I agree with the majority that the modification of timesharing and change in the child's primary residence should be reversed on due process grounds. Therefore, a new trial on this issue is in order.

However, I disagree with the majority's conclusion that the trial court's denial of the relocation petition is not supported by competent, substantial evidence.5 Although *841I might well have weighed the factors differently were I the trial judge, it is not for this court to reweigh the evidence on appeal. Wraight v. Wraight , 71 So.3d 139, 142 (Fla. 5th DCA 2011) (recognizing in a relocation case that "this Court cannot reweigh the evidence considered by the trial court. We can only decide whether substantial competent evidence exists to support the trial court's decision." (citations omitted) ). In my view, the majority has reviewed the final judgment for the greater weight of the evidence rather than for competent, substantial evidence.

Without belaboring the point, the evidence at trial included, but was not limited to, testimony and evidence from which the finder of fact could conclude that:

(1) Former Wife improperly relocated with the child without authorization from the trial court;
(2) Former Wife unreasonably refused to allow Former Husband to communicate with their three-year-old child via Skype, instead of by phone, so that he could see his father and siblings;
(3) Former Wife at times would refuse to facilitate even simple phone calls between the child and Former Husband;
(4) Former Wife unreasonably limited her own communications with Former Husband, if she responded at all, demanding that he exclusively communicate with her via e-mail and refusing to communicate in person, by phone, or even text message;
(5) Former Wife sometimes failed to consult with Former Husband when choosing the child's healthcare providers; and
(6) Former Wife unreasonably declined Former Husband's requests for additional time with the child in violation of the parties' settlement agreement. For instance, Former Wife admitted at trial that she would take the child to daycare when she worked instead of permitting Former Husband to care for the child. On one such occasion, when Former Husband asked if he could care for the child during the day while Former Wife worked, Former Wife responded only by saying that she believed it was in the child's "best interest" to "fully participate full-time at the [daycare]."

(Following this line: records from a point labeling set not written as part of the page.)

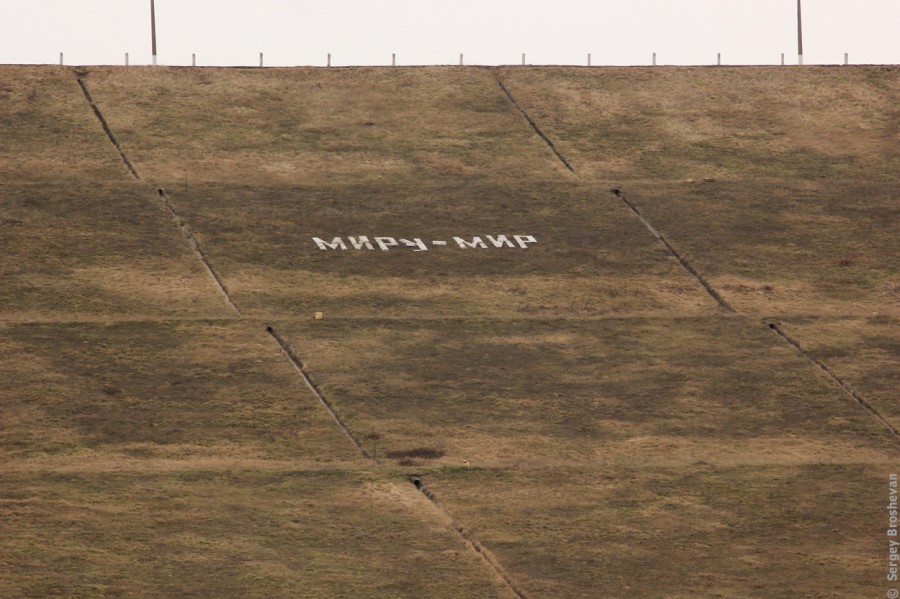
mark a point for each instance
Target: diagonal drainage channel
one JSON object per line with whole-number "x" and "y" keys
{"x": 533, "y": 124}
{"x": 469, "y": 539}
{"x": 673, "y": 252}
{"x": 853, "y": 393}
{"x": 195, "y": 245}
{"x": 106, "y": 129}
{"x": 182, "y": 225}
{"x": 301, "y": 369}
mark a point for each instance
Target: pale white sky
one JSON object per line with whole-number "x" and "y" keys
{"x": 490, "y": 32}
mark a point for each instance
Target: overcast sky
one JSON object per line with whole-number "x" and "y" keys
{"x": 367, "y": 32}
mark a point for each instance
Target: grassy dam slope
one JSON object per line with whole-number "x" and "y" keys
{"x": 534, "y": 332}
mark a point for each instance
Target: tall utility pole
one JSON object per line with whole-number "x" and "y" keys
{"x": 153, "y": 29}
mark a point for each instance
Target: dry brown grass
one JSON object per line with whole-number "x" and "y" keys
{"x": 624, "y": 437}
{"x": 530, "y": 393}
{"x": 172, "y": 391}
{"x": 48, "y": 131}
{"x": 780, "y": 247}
{"x": 864, "y": 352}
{"x": 686, "y": 122}
{"x": 314, "y": 534}
{"x": 91, "y": 249}
{"x": 317, "y": 125}
{"x": 693, "y": 531}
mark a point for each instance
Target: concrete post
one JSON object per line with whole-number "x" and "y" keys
{"x": 153, "y": 31}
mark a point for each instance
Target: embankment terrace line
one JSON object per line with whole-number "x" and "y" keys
{"x": 418, "y": 245}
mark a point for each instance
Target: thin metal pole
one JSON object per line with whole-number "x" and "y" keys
{"x": 153, "y": 29}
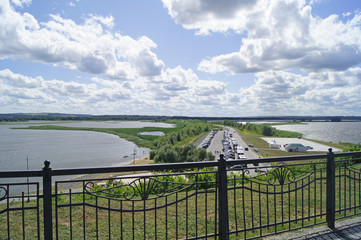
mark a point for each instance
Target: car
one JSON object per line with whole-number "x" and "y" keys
{"x": 238, "y": 167}
{"x": 262, "y": 170}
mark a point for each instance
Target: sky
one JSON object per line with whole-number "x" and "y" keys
{"x": 209, "y": 58}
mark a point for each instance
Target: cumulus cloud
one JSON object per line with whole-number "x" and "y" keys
{"x": 175, "y": 91}
{"x": 281, "y": 35}
{"x": 91, "y": 46}
{"x": 21, "y": 3}
{"x": 327, "y": 93}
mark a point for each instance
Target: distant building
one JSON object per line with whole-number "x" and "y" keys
{"x": 295, "y": 147}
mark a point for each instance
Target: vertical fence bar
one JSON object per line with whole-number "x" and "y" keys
{"x": 330, "y": 189}
{"x": 223, "y": 199}
{"x": 47, "y": 204}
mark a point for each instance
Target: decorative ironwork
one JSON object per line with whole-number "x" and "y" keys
{"x": 282, "y": 174}
{"x": 144, "y": 187}
{"x": 3, "y": 193}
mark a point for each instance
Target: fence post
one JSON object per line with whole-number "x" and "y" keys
{"x": 223, "y": 199}
{"x": 330, "y": 194}
{"x": 47, "y": 202}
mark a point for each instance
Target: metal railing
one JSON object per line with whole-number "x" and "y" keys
{"x": 200, "y": 200}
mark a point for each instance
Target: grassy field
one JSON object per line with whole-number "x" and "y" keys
{"x": 265, "y": 151}
{"x": 195, "y": 215}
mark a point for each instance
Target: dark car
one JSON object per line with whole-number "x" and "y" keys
{"x": 238, "y": 167}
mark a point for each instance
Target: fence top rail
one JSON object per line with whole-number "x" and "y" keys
{"x": 168, "y": 166}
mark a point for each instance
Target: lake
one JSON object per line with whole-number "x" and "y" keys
{"x": 68, "y": 149}
{"x": 327, "y": 131}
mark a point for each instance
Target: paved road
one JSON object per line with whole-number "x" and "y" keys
{"x": 216, "y": 147}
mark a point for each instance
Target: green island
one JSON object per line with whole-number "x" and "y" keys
{"x": 176, "y": 145}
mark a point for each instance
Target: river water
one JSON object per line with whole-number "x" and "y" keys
{"x": 68, "y": 149}
{"x": 327, "y": 131}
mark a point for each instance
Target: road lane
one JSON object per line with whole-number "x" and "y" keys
{"x": 216, "y": 147}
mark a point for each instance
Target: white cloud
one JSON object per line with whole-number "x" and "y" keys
{"x": 90, "y": 47}
{"x": 174, "y": 92}
{"x": 281, "y": 35}
{"x": 284, "y": 93}
{"x": 71, "y": 4}
{"x": 21, "y": 3}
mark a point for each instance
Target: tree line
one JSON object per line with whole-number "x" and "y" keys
{"x": 170, "y": 148}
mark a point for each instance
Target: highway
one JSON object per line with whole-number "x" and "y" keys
{"x": 216, "y": 146}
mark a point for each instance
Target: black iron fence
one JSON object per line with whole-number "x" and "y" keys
{"x": 204, "y": 200}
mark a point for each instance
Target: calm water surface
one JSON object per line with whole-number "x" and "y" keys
{"x": 68, "y": 149}
{"x": 65, "y": 149}
{"x": 327, "y": 131}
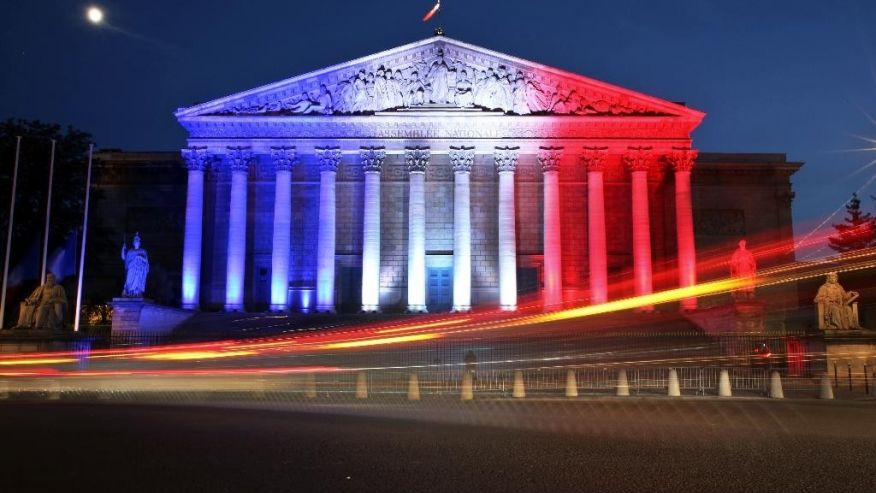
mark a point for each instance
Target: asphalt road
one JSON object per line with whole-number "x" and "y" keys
{"x": 594, "y": 444}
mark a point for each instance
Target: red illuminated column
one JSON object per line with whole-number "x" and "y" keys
{"x": 638, "y": 159}
{"x": 594, "y": 159}
{"x": 506, "y": 164}
{"x": 549, "y": 158}
{"x": 682, "y": 160}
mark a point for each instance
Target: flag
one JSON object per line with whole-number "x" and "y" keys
{"x": 432, "y": 12}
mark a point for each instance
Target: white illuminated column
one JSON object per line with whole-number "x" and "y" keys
{"x": 639, "y": 160}
{"x": 462, "y": 159}
{"x": 682, "y": 160}
{"x": 372, "y": 161}
{"x": 329, "y": 158}
{"x": 506, "y": 164}
{"x": 549, "y": 158}
{"x": 594, "y": 159}
{"x": 196, "y": 159}
{"x": 239, "y": 159}
{"x": 417, "y": 159}
{"x": 283, "y": 158}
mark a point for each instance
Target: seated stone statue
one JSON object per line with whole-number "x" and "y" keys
{"x": 45, "y": 307}
{"x": 837, "y": 308}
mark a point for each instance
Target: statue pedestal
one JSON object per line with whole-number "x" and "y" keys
{"x": 140, "y": 316}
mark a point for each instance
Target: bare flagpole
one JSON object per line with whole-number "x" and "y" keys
{"x": 82, "y": 247}
{"x": 9, "y": 233}
{"x": 48, "y": 216}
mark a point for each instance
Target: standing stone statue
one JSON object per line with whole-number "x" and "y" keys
{"x": 837, "y": 308}
{"x": 743, "y": 266}
{"x": 45, "y": 307}
{"x": 136, "y": 269}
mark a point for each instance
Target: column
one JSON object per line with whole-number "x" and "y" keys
{"x": 372, "y": 161}
{"x": 239, "y": 159}
{"x": 283, "y": 159}
{"x": 638, "y": 160}
{"x": 682, "y": 161}
{"x": 506, "y": 164}
{"x": 549, "y": 158}
{"x": 462, "y": 159}
{"x": 329, "y": 158}
{"x": 197, "y": 160}
{"x": 417, "y": 159}
{"x": 594, "y": 159}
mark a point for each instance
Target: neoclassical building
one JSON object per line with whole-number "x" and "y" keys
{"x": 441, "y": 175}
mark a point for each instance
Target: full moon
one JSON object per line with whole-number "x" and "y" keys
{"x": 95, "y": 15}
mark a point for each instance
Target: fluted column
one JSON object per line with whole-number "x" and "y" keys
{"x": 283, "y": 158}
{"x": 638, "y": 160}
{"x": 372, "y": 161}
{"x": 594, "y": 159}
{"x": 197, "y": 160}
{"x": 462, "y": 159}
{"x": 417, "y": 159}
{"x": 506, "y": 164}
{"x": 239, "y": 159}
{"x": 682, "y": 161}
{"x": 329, "y": 158}
{"x": 549, "y": 158}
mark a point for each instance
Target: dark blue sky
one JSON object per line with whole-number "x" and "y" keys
{"x": 773, "y": 75}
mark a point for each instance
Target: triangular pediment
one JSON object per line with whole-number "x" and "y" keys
{"x": 440, "y": 73}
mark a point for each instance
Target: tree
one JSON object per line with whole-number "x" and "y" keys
{"x": 858, "y": 230}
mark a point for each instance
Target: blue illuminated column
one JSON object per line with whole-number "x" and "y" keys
{"x": 283, "y": 158}
{"x": 197, "y": 160}
{"x": 372, "y": 160}
{"x": 417, "y": 158}
{"x": 329, "y": 158}
{"x": 549, "y": 158}
{"x": 594, "y": 160}
{"x": 239, "y": 159}
{"x": 506, "y": 164}
{"x": 462, "y": 159}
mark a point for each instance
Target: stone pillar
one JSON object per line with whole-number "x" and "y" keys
{"x": 329, "y": 158}
{"x": 197, "y": 161}
{"x": 239, "y": 159}
{"x": 594, "y": 159}
{"x": 638, "y": 160}
{"x": 462, "y": 159}
{"x": 682, "y": 161}
{"x": 417, "y": 159}
{"x": 372, "y": 161}
{"x": 506, "y": 164}
{"x": 549, "y": 158}
{"x": 283, "y": 158}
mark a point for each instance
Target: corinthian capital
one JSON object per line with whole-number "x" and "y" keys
{"x": 638, "y": 158}
{"x": 462, "y": 158}
{"x": 197, "y": 158}
{"x": 417, "y": 159}
{"x": 549, "y": 158}
{"x": 329, "y": 158}
{"x": 239, "y": 158}
{"x": 506, "y": 158}
{"x": 284, "y": 157}
{"x": 372, "y": 158}
{"x": 682, "y": 158}
{"x": 593, "y": 158}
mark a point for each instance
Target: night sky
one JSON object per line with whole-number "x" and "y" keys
{"x": 774, "y": 76}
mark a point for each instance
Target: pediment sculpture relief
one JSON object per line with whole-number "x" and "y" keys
{"x": 438, "y": 80}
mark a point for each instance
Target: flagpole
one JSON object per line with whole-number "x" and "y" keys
{"x": 48, "y": 215}
{"x": 9, "y": 233}
{"x": 82, "y": 247}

This and other evidence below supported the trial court's ruling. While I readily concede that there was a host of evidence which would have permitted the trial court to grant the petition for relocation, the point here is that it is not our role to determine credibility, resolve conflicts, or weigh the evidence presented at trial. Therefore, I believe we are constrained to affirm the trial court's denial as to relocation.

Finally, as the majority notes, Former Wife argues that the most recent settlement agreement does not require her to reasonably accommodate Former Husband's requests for additional timesharing. Specifically, she argues that the parties' original agreement to exercise the "utmost good faith" in consenting to reasonable requests of the other party was modified by the Mediated Settlement Agreement.

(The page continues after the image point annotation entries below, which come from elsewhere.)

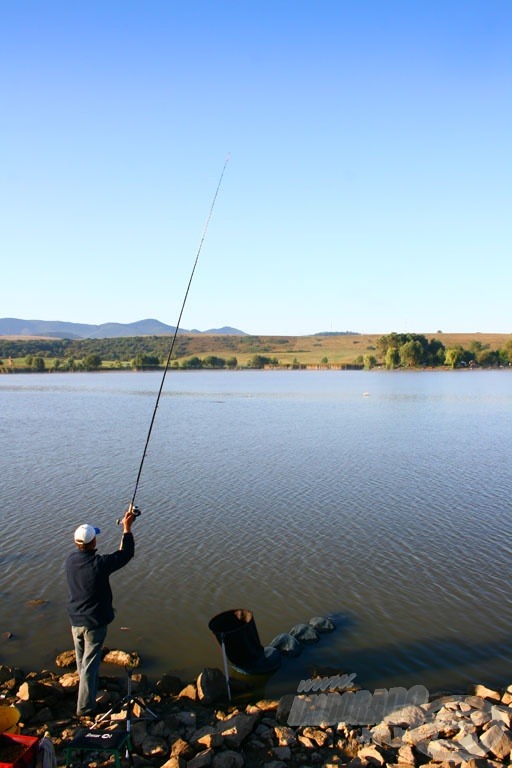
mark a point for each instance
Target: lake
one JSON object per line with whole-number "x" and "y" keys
{"x": 381, "y": 499}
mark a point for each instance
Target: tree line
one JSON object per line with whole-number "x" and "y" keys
{"x": 394, "y": 350}
{"x": 412, "y": 350}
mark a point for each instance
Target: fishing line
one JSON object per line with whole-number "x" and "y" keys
{"x": 139, "y": 473}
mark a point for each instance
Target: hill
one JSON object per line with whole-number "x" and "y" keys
{"x": 57, "y": 329}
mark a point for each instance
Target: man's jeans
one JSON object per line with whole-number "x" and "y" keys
{"x": 88, "y": 647}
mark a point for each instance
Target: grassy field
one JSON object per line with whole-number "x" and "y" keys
{"x": 289, "y": 350}
{"x": 310, "y": 350}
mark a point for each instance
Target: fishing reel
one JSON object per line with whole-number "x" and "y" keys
{"x": 136, "y": 511}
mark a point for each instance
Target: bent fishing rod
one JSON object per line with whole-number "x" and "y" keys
{"x": 132, "y": 506}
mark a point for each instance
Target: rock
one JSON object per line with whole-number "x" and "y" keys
{"x": 205, "y": 738}
{"x": 321, "y": 624}
{"x": 122, "y": 658}
{"x": 498, "y": 740}
{"x": 371, "y": 755}
{"x": 66, "y": 659}
{"x": 202, "y": 759}
{"x": 228, "y": 759}
{"x": 500, "y": 713}
{"x": 286, "y": 737}
{"x": 287, "y": 644}
{"x": 175, "y": 762}
{"x": 169, "y": 684}
{"x": 6, "y": 673}
{"x": 183, "y": 748}
{"x": 69, "y": 681}
{"x": 305, "y": 633}
{"x": 409, "y": 716}
{"x": 189, "y": 692}
{"x": 487, "y": 693}
{"x": 318, "y": 735}
{"x": 211, "y": 686}
{"x": 235, "y": 729}
{"x": 282, "y": 753}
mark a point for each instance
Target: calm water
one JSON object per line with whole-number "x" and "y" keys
{"x": 381, "y": 499}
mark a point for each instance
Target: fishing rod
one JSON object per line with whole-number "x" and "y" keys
{"x": 132, "y": 506}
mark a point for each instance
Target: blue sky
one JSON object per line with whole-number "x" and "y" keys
{"x": 369, "y": 185}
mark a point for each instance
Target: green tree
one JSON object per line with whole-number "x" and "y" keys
{"x": 92, "y": 362}
{"x": 145, "y": 361}
{"x": 38, "y": 364}
{"x": 392, "y": 358}
{"x": 488, "y": 358}
{"x": 411, "y": 354}
{"x": 369, "y": 362}
{"x": 193, "y": 362}
{"x": 212, "y": 361}
{"x": 453, "y": 356}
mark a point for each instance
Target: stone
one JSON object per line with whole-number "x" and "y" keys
{"x": 408, "y": 716}
{"x": 175, "y": 762}
{"x": 381, "y": 734}
{"x": 235, "y": 729}
{"x": 500, "y": 713}
{"x": 322, "y": 624}
{"x": 69, "y": 681}
{"x": 282, "y": 753}
{"x": 189, "y": 692}
{"x": 444, "y": 750}
{"x": 202, "y": 759}
{"x": 304, "y": 633}
{"x": 66, "y": 659}
{"x": 318, "y": 735}
{"x": 169, "y": 685}
{"x": 183, "y": 748}
{"x": 285, "y": 736}
{"x": 498, "y": 740}
{"x": 287, "y": 644}
{"x": 228, "y": 759}
{"x": 205, "y": 738}
{"x": 487, "y": 693}
{"x": 479, "y": 717}
{"x": 122, "y": 658}
{"x": 371, "y": 755}
{"x": 406, "y": 755}
{"x": 470, "y": 742}
{"x": 153, "y": 746}
{"x": 477, "y": 702}
{"x": 211, "y": 686}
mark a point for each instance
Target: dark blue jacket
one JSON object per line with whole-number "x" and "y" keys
{"x": 89, "y": 592}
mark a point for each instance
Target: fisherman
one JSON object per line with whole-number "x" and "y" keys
{"x": 90, "y": 603}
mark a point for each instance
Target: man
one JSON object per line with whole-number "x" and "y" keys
{"x": 90, "y": 603}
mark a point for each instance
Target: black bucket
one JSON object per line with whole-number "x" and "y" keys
{"x": 236, "y": 629}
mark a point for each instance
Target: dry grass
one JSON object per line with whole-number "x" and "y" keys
{"x": 311, "y": 350}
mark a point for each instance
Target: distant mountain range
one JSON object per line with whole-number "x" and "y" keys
{"x": 56, "y": 329}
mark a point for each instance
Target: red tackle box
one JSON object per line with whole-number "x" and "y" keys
{"x": 18, "y": 751}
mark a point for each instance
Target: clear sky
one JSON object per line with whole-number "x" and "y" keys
{"x": 369, "y": 185}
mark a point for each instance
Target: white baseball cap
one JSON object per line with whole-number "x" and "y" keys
{"x": 84, "y": 534}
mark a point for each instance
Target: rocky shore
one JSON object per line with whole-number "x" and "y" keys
{"x": 175, "y": 724}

Even if this argument were preserved, it is without merit. The original settlement agreement remained in full force and effect unless modified by the Mediated Settlement Agreement. The provision in the Mediated Settlement Agreement relied upon by Former Wife states that it replaces the parties' original timesharing plan, which is set forth in Paragraph 2E of *842the original settlement agreement. In contrast, the provision requiring the parties to exercise the "utmost good faith" in granting reasonable requests for additional timesharing is in Paragraph 2D of the original settlement agreement. In short, Paragraph 2D's requirement that the parties exercise the "utmost good faith" remains in full force and effect because it is found in an entirely separate provision and was not modified by the Mediated Settlement Agreement.

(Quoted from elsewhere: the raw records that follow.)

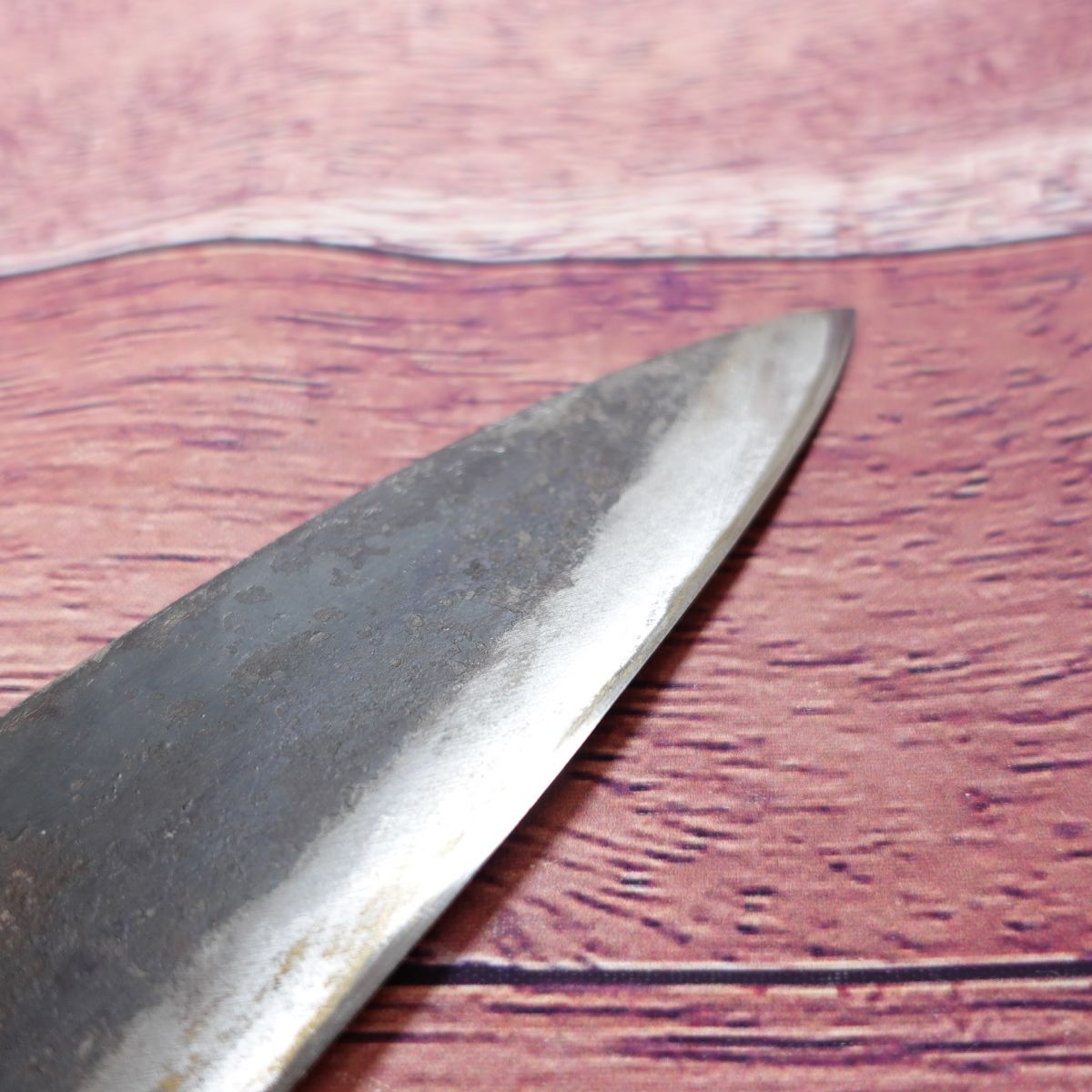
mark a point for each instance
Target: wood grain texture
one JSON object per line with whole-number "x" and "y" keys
{"x": 909, "y": 1037}
{"x": 871, "y": 738}
{"x": 497, "y": 131}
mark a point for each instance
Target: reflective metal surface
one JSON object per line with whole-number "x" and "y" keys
{"x": 221, "y": 834}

To the extent that the majority's opinion can be interpreted as reversing the denial of the petition for relocation based on a lack of findings by the trial court, I note that this issue was not argued in the initial brief, other than a fleeting reference buried in a heading, and is therefore waived. Cf. State v. Dougan , 202 So.3d 363, 378 (Fla. 2016) ("The State raises this argument for the first time in its Reply Brief in this Court, so it is waived.").